Alexithymia, affect regulation, eating disorder, affect-group, intervention


Patients presenting eating disorders often report alexithymia, an inability to identify and describe their emotions and affective status (Guillen et al., 2014). They show a paucity of words expressing feelings and demonstrate difficulties in identifying and distinguishing feeling of physical sensations. Alexithymia, a psychological construct with cognitive and emotional dimensions, is regarded to be an impairment of emotional regulation (Aleman, 2005; Wingbermuhle et al., 2012). The processing of emotions may be considered tri-phasic: (i) identification of the emotional significance of event, experience or situation, (ii) generation of an affective state, whether positive or negative, and (iii) emotional regulation (Phillips et al., 2003). Alexithymia core characteristics consist of severe dysfunctions in emotional awareness, social attachment, and interpersonal attachment (Sifneos, 1973; Sifneos et al., 1977). It has been implied that the disorder involves the 1st two phases (Grynberg et al., 2012), with altered physiological and neuroimaging responses to emotional stimuli (Bermond et al., 2010; Pouga et al., 2010). The cognitive style of these patients is characterized by details of the surrounding environment rather than their own feeling and fantasies. Cognitive failure and alexithymia are associated in the appearance and reinforcement of high-risk behaviors of young adults (Abbasi et al., 2014). Alexithymia and personal distress seem to predict the vulnerability features of Anorexia Nervosa (AN) with higher levels of personal distress in the latter linked to poor self-regulation and emotional awareness (Beadle et al., 2013).

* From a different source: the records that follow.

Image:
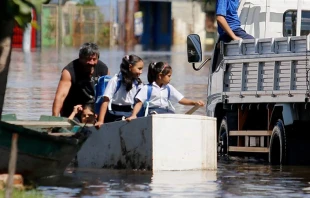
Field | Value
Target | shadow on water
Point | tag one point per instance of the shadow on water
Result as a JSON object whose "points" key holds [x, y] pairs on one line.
{"points": [[234, 178]]}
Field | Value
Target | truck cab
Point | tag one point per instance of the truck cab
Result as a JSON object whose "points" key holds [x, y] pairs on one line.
{"points": [[260, 91]]}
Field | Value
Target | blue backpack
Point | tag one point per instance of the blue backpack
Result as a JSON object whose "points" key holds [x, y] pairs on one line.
{"points": [[100, 88], [145, 108]]}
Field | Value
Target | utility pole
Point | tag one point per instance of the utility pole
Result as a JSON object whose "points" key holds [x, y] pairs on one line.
{"points": [[59, 24], [127, 27]]}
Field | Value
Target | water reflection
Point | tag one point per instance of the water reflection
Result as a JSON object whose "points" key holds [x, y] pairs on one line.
{"points": [[136, 183], [32, 83], [233, 179]]}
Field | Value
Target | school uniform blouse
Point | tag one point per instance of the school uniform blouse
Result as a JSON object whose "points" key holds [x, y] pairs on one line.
{"points": [[159, 95], [121, 97]]}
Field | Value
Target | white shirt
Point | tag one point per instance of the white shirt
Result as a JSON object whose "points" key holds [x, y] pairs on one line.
{"points": [[159, 95], [121, 97]]}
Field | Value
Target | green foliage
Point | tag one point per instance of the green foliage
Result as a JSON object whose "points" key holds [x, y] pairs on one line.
{"points": [[20, 10], [87, 2]]}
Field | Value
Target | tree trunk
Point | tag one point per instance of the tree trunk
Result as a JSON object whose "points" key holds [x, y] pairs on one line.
{"points": [[5, 55]]}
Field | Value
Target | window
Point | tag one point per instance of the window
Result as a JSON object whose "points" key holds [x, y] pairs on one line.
{"points": [[290, 21]]}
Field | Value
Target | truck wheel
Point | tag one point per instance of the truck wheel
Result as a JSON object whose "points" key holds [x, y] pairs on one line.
{"points": [[223, 138], [278, 149]]}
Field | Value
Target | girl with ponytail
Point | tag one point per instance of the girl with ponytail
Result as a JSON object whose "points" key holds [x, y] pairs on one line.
{"points": [[159, 92]]}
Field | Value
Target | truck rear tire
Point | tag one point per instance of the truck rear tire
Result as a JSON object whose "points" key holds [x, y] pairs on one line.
{"points": [[223, 138], [278, 145]]}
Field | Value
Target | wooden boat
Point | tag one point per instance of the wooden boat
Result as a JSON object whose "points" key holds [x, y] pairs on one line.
{"points": [[45, 147]]}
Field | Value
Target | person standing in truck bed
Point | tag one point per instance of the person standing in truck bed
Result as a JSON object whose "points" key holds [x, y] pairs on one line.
{"points": [[229, 26]]}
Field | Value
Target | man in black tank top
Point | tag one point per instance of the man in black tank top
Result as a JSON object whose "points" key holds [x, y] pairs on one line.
{"points": [[76, 85]]}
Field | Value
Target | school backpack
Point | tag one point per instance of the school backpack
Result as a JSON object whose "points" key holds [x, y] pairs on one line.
{"points": [[100, 88], [145, 108]]}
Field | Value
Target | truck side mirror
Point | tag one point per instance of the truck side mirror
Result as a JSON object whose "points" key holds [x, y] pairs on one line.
{"points": [[194, 52]]}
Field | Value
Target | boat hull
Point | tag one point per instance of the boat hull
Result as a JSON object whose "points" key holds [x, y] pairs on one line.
{"points": [[39, 154]]}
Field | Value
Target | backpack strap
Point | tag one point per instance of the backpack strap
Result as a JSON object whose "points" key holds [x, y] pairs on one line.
{"points": [[168, 88], [118, 85], [149, 91]]}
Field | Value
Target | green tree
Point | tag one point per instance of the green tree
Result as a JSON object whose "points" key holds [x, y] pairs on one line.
{"points": [[11, 11], [87, 2]]}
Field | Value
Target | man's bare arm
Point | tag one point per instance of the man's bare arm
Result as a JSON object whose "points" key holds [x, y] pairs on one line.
{"points": [[223, 23], [62, 92]]}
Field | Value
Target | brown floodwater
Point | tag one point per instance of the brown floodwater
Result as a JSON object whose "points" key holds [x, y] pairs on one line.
{"points": [[32, 83]]}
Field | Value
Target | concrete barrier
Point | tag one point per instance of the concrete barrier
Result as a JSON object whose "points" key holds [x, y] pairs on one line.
{"points": [[158, 142]]}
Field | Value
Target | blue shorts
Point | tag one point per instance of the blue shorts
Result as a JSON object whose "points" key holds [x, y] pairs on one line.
{"points": [[238, 32], [226, 39]]}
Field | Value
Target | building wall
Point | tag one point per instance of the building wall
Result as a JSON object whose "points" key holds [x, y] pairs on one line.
{"points": [[187, 17]]}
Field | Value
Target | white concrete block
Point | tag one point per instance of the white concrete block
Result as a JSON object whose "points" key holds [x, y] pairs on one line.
{"points": [[158, 142]]}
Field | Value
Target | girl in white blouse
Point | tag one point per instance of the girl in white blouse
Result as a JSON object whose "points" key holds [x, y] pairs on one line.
{"points": [[158, 93]]}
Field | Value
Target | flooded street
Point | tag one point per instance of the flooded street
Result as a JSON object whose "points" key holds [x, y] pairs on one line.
{"points": [[32, 83]]}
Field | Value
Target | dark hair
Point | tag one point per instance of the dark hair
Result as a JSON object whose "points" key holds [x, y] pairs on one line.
{"points": [[157, 68], [128, 78], [89, 49]]}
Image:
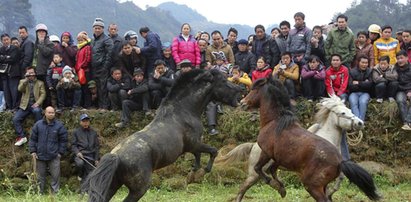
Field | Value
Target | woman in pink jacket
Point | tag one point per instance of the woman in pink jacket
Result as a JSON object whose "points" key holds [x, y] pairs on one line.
{"points": [[185, 47]]}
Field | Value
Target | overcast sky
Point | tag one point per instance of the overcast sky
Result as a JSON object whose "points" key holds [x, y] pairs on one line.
{"points": [[255, 12]]}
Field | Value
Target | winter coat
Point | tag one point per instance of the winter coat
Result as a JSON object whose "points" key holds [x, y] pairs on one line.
{"points": [[336, 81], [367, 50], [246, 61], [113, 86], [48, 139], [27, 52], [364, 77], [389, 47], [182, 49], [404, 77], [225, 48], [101, 60], [43, 55], [340, 42], [299, 40], [83, 57], [261, 73], [378, 75], [290, 72], [11, 56], [85, 140], [307, 73], [39, 92]]}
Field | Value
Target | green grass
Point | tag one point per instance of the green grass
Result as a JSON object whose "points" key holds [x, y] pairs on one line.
{"points": [[205, 192]]}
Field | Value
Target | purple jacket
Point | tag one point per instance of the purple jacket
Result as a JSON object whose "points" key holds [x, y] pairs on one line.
{"points": [[189, 49], [307, 73]]}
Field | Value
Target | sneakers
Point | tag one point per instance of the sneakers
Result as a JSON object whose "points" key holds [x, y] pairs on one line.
{"points": [[406, 126], [20, 141], [120, 125], [213, 131]]}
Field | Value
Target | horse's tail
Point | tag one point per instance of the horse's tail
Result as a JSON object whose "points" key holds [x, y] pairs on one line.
{"points": [[360, 177], [99, 181], [239, 153]]}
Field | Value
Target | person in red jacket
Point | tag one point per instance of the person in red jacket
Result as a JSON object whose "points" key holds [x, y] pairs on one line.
{"points": [[83, 61], [263, 70], [336, 78], [185, 46]]}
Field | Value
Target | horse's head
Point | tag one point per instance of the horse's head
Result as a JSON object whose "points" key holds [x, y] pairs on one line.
{"points": [[270, 89], [223, 90], [340, 114]]}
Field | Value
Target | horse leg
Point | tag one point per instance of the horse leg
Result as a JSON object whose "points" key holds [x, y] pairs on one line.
{"points": [[264, 158], [275, 182], [336, 187], [204, 148]]}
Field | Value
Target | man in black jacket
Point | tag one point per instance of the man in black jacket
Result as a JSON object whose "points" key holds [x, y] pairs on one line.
{"points": [[102, 47], [85, 147], [139, 98], [10, 55]]}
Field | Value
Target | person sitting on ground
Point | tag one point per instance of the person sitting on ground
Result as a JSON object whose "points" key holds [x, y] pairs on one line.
{"points": [[33, 95], [262, 71], [241, 79], [139, 98], [288, 73], [360, 86], [385, 78], [69, 90], [117, 87], [312, 78], [85, 147], [54, 74], [160, 82], [336, 78], [403, 68]]}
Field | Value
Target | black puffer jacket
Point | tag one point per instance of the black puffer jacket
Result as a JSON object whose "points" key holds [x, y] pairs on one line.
{"points": [[101, 48]]}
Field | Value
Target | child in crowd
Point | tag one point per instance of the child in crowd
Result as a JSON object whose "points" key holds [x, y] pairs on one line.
{"points": [[54, 75], [288, 72], [241, 79], [312, 78], [385, 78], [262, 71], [69, 90]]}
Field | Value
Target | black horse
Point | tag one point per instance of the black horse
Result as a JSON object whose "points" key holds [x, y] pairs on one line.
{"points": [[176, 129]]}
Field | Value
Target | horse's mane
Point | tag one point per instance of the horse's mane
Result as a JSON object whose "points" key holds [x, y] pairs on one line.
{"points": [[281, 100], [325, 107], [179, 88]]}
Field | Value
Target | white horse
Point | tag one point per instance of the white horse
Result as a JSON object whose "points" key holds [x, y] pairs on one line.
{"points": [[331, 119]]}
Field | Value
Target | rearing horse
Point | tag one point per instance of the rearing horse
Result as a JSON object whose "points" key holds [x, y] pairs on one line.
{"points": [[293, 148], [176, 129]]}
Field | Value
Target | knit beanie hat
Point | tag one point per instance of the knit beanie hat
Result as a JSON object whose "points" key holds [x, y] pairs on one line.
{"points": [[66, 69], [98, 22]]}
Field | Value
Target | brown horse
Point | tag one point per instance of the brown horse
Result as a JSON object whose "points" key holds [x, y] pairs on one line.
{"points": [[293, 148]]}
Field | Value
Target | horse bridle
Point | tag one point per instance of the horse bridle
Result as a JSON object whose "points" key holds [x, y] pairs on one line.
{"points": [[352, 118]]}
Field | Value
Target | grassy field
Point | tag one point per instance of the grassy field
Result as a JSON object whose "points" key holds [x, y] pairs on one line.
{"points": [[205, 192]]}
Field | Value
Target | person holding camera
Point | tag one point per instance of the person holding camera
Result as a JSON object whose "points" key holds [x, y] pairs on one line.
{"points": [[10, 72], [33, 95]]}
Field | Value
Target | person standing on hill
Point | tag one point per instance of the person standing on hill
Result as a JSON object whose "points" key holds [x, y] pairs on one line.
{"points": [[102, 47], [152, 49], [184, 46], [47, 145]]}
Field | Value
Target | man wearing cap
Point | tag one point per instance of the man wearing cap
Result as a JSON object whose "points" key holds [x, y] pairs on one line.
{"points": [[47, 145], [33, 95], [43, 52], [101, 62], [244, 58], [85, 147], [139, 98]]}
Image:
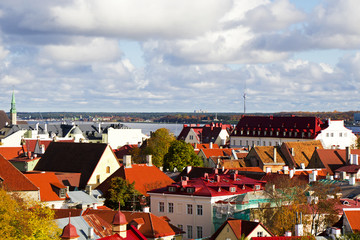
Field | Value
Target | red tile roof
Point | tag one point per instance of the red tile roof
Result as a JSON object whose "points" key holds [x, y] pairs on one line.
{"points": [[145, 177], [239, 228], [212, 185], [10, 152], [256, 126], [46, 182], [153, 227], [331, 159], [14, 180], [124, 150], [353, 217]]}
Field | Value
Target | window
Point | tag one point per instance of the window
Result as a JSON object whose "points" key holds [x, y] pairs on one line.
{"points": [[161, 207], [171, 207], [189, 231], [62, 192], [199, 210], [189, 208], [172, 189], [199, 231]]}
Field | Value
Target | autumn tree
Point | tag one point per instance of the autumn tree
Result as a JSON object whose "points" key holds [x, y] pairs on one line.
{"points": [[158, 145], [180, 155], [25, 220], [123, 192]]}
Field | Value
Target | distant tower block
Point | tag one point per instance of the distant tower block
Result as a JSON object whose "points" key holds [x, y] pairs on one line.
{"points": [[13, 111]]}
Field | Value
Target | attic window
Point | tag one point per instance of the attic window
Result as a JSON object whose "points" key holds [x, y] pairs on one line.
{"points": [[62, 193]]}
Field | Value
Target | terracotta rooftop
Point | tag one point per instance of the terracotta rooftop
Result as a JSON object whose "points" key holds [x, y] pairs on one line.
{"points": [[13, 179], [153, 227], [272, 126], [353, 216], [47, 183], [145, 177], [212, 185], [10, 152]]}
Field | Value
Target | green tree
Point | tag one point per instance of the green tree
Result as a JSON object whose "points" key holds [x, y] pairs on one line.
{"points": [[180, 155], [157, 145], [121, 191], [25, 220]]}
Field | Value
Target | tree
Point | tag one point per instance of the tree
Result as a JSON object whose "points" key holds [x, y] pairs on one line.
{"points": [[121, 191], [157, 146], [25, 220], [180, 155]]}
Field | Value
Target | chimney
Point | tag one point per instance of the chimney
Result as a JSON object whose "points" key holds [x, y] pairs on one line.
{"points": [[347, 152], [90, 233], [299, 226], [291, 173], [274, 154], [127, 161], [149, 160], [292, 152]]}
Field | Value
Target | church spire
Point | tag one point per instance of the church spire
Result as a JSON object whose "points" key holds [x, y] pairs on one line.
{"points": [[13, 110]]}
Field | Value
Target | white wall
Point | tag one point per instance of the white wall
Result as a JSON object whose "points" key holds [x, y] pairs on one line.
{"points": [[337, 136]]}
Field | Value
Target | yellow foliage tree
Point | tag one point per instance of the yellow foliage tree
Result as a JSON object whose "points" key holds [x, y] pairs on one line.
{"points": [[23, 220]]}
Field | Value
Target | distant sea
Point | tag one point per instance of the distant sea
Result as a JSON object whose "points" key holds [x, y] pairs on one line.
{"points": [[146, 128]]}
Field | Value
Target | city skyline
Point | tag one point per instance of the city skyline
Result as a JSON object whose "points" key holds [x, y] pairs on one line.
{"points": [[180, 56]]}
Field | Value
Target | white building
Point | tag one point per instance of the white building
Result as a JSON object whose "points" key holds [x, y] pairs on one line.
{"points": [[337, 136], [189, 203]]}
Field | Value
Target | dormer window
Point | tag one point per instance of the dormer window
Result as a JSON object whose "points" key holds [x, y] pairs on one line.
{"points": [[62, 193]]}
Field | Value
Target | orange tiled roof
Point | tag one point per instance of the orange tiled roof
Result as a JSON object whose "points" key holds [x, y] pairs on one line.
{"points": [[219, 152], [14, 180], [353, 217], [266, 154], [153, 227], [145, 177], [46, 181], [302, 151], [10, 152]]}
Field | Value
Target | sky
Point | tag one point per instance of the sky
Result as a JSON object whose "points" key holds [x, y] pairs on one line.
{"points": [[180, 56]]}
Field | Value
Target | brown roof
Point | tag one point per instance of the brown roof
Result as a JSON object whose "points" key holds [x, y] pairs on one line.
{"points": [[145, 177], [46, 183], [3, 119], [239, 227], [266, 154], [153, 227], [300, 152], [72, 157], [10, 152], [331, 159], [353, 217], [13, 179]]}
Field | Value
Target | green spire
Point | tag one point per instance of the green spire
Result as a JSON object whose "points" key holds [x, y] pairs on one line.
{"points": [[13, 108]]}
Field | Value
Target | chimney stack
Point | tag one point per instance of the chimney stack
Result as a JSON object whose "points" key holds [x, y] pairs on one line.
{"points": [[127, 161]]}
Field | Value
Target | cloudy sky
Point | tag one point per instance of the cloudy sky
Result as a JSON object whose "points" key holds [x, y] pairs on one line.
{"points": [[171, 55]]}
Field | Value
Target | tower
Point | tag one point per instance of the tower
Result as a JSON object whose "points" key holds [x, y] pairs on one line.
{"points": [[13, 110]]}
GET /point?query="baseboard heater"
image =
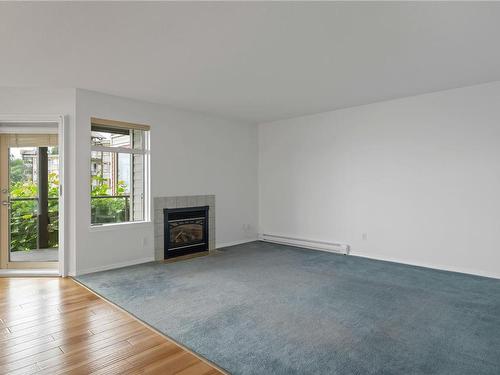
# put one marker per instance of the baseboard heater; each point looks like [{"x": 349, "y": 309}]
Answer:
[{"x": 310, "y": 244}]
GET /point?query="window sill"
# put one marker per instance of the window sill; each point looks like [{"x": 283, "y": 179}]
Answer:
[{"x": 114, "y": 226}]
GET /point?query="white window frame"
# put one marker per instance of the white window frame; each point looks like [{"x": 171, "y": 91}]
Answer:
[{"x": 145, "y": 151}]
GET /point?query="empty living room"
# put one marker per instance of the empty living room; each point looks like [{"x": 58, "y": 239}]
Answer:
[{"x": 250, "y": 187}]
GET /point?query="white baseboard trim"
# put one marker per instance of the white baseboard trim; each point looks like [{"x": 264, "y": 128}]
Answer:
[
  {"x": 309, "y": 244},
  {"x": 115, "y": 265},
  {"x": 29, "y": 272},
  {"x": 427, "y": 265},
  {"x": 234, "y": 243}
]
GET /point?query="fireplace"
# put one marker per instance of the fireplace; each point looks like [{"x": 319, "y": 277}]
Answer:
[{"x": 185, "y": 230}]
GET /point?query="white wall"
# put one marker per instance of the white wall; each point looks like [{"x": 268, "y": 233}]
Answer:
[
  {"x": 28, "y": 101},
  {"x": 192, "y": 154},
  {"x": 420, "y": 176}
]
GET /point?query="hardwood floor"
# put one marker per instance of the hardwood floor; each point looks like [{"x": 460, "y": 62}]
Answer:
[{"x": 56, "y": 326}]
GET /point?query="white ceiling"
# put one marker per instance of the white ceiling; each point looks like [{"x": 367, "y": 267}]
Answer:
[{"x": 255, "y": 61}]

There is a 13% incidence of alexithymia in the general population (Saminen et al., 1999), with a 77% incidence of the disorder in AN and a 61% incidence in Bulimia Nervosa (BN, Jimmerson et al., 1994; Bourke et al., 1992). It is likely that the disorder elevates anxiety, depression with stress presenting a predisposing factor to poorer health-related quality-of-life and social support (Nekouei et al., 2014). It was observed that patients presenting eating disorders, AN and BN, showed markedly more alexithymia and a comparable group of female students (Lundblad et al., 2003). Clinical evidence indicates that these patients have major problems with attachment anxiety and negative affect (Harney et al., 2014; Keating et al., 2013). Neuroanatomically, alexithymia is associated with reduced gray matter volume in the dorsal anterior cingulate cortex with “difficulties identifying feelings” (DIF) suggesting a major involvement of left temporal regions linked to language and semantic import thereby mediating the cognitive processing of emotions and conscious identification of feelings (Grabe et al., 2014).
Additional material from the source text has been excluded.